M. GAULİS’İN MEKTUPLARI
Paris, 24 Şubat (yılı yazılı değil)
Sayın Mareşal.
Bildiğiniz gibi, Kemal, müşkülleri yendi, halifeliği İstanbul’dan uzaklaştırıyor. Şimdi her şeyi yapabilir. Hem kuvveti vardır, hem de itibarı. Eserleri Sivas’ta hazırlanan plan gereğince şekillenmektedir. Her şey yerine getirilmiştir. İstanbul’da isyan hareketi mat edilmiştir.
Paris 29 Aralık 1923
Sayın Mareşal,
…Son günlerde bir Türk heyetiyle konuştum. Görüşmeye, anlaşmaya geldiler. Her şey böyle yerini almaktadır. Yabancı bir devletin halife ile hazırladığı gizli tertibi tasfiye etmektedirler. Bu devlet üst üste pot kırmakta ve cumhuriyet duygusunu kuvvetlendirmektedir.
Şimdi devlet sistemini değiştirecekler. En büyük meşgaleleri, ne pahasına olursa olsun istiklali korumaktır. Panislamizm’den kurtulmak için büyük gayretler sarf ediyorlar. Ordu, Cumhuriyet taraftarlarını tutuyor. O yabancı devletin yüksek komiserliği gerek halifeliği, gerek etrafındakileri sorumlu ve tehlikeli bir duruma soktu.
BİZİMLE HARP ETMEK İSTEMEZSİNİZ
…Kemal birkaç hafta için yarı bir istirahata çekildi, sabrı, metaneti vardır. Şef O’dur. Sıhhati ve kuvveti yerine geldi. Halkın sevgisi zerre kadar değişmedi.

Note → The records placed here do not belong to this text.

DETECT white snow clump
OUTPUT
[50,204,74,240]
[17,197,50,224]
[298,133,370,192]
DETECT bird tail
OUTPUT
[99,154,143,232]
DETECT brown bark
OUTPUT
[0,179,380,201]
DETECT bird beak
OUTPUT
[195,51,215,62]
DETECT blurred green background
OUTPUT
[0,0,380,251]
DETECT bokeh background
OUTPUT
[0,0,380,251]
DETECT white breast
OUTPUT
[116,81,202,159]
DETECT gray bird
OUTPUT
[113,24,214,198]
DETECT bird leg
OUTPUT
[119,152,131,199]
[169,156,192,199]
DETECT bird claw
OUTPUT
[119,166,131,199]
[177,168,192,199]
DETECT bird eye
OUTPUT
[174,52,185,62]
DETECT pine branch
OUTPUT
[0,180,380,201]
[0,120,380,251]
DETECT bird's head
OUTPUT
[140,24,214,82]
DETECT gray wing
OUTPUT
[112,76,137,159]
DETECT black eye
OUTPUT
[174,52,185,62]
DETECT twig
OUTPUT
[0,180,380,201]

Türklerin beklediği antlaşmanın tasdikidir. Dün Ragıp bana şunları söyledi: ‘Hükümet devrilse Klemenceu’cular iktidara gelse bile, siz antlaşmayı tasdik edeceksiniz. Çünkü, bizimle harbetmek istemezsiniz.’

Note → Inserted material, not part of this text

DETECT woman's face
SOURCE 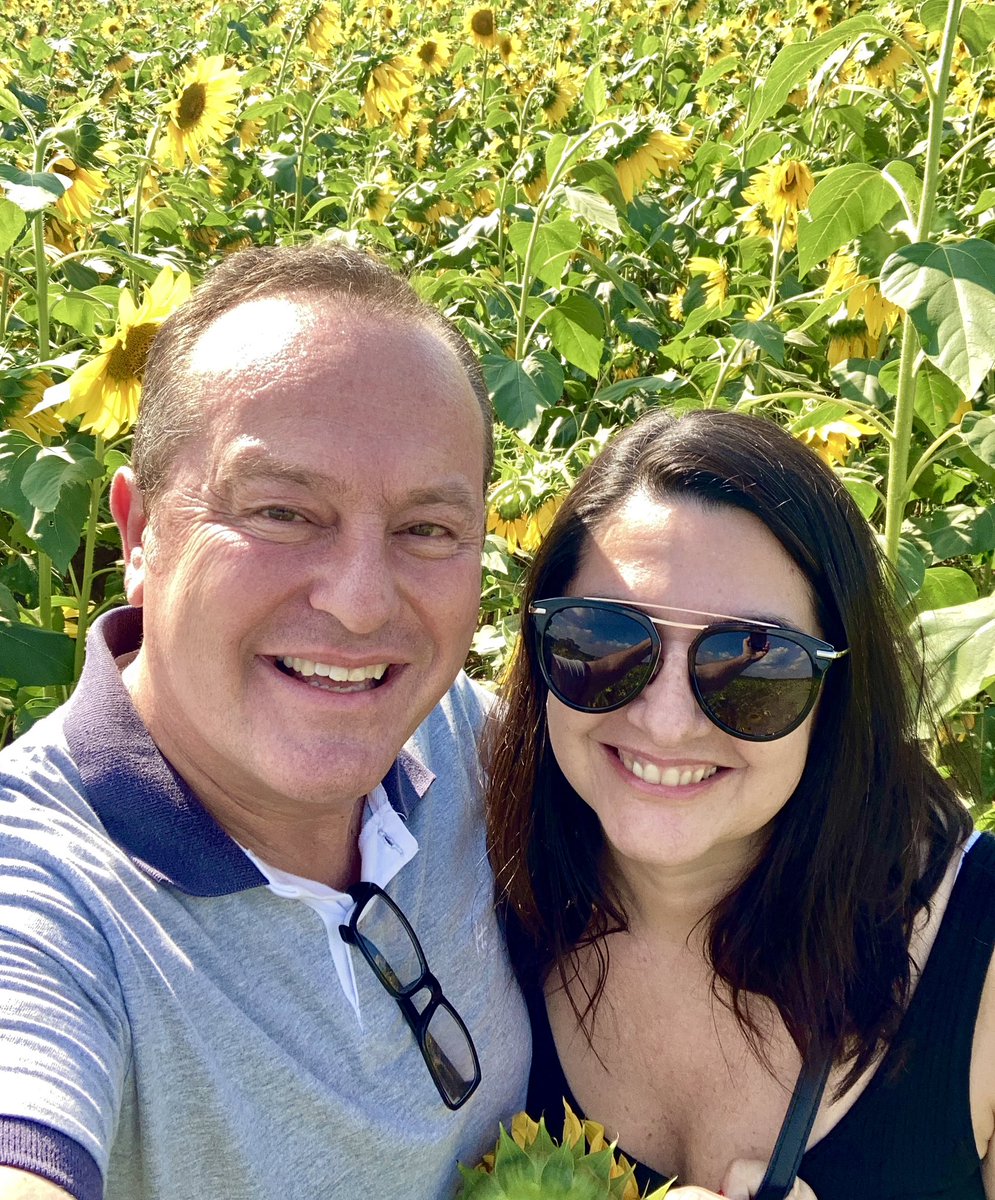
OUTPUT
[547,492,820,871]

Ama, o içinden bizimle harbe cesaret edemezsiniz diye düşünüyordu.
KANUNLAR ÇIKARILIYOR
Kemal’le irtibatını sağlayan Suphi Nuri’den şimdi ‘Gazi’yi tekrar gördüm, sıhhati her zamankinden daha iyidir. Gerek meslektaşlarım, gerek ben bunu yeni bir mektup aldım (15 şubat tarihli) şunları yazıyor:
Görüşmemizden fevkalade faydalandık. Cumhuriyet rejiminin sağlayacağı refaha ve istikbalimize sarsılmaz bir imanla, İzmir’den döndük. Tekrar ediyorum, Gazi çok kudretlidir ve halk tarafından tutulmaktadır. İstanbul’da sabırsızlıkla beklenir. Önümüzdeki mart ayında gelmeyi bize vadetti. Yakında yeni kanunlar çıkarılacak ve bunlar laik ve cumhuriyetçi olacaktır. Batı dünyasında rastlandığımız pek ölçülü samimiyetten şikayetçiyiz. Bu hal, dostluk münasebetlerinin yeniden bağlanmasına, normal bir duruma dönülmesine hiç de elverişli olmayan bir itimatsızlık havası yaratıyor.
HALİFELİĞE İNEN DARBE
Paris, 10 Mart 1924
Sayın Mareşal ve aziz dost,
…Sizinle aynı düşüncedeyim. 1) Millerand meselesi hakkında, 2) L’action Francaise hakkında, 3) Kemal’in hükümet darbesi hakkında (Zaten adamakıllı tehlikede olan halifeliğe indirdiği öldürücü darbe.) Osmanlı hanedanının memleketten uzaklaştırılmasında büyük Senusi faal bir rol oynadı… Kemal’in Osmanlı hanedanına karşı taarruza geçmesi strateji bakımdan da inceden inceye hazırlanmıştır. Kemal hakikaten, genç, temiz, candan insanmış, idare etmek için yaratılmış bir insandır.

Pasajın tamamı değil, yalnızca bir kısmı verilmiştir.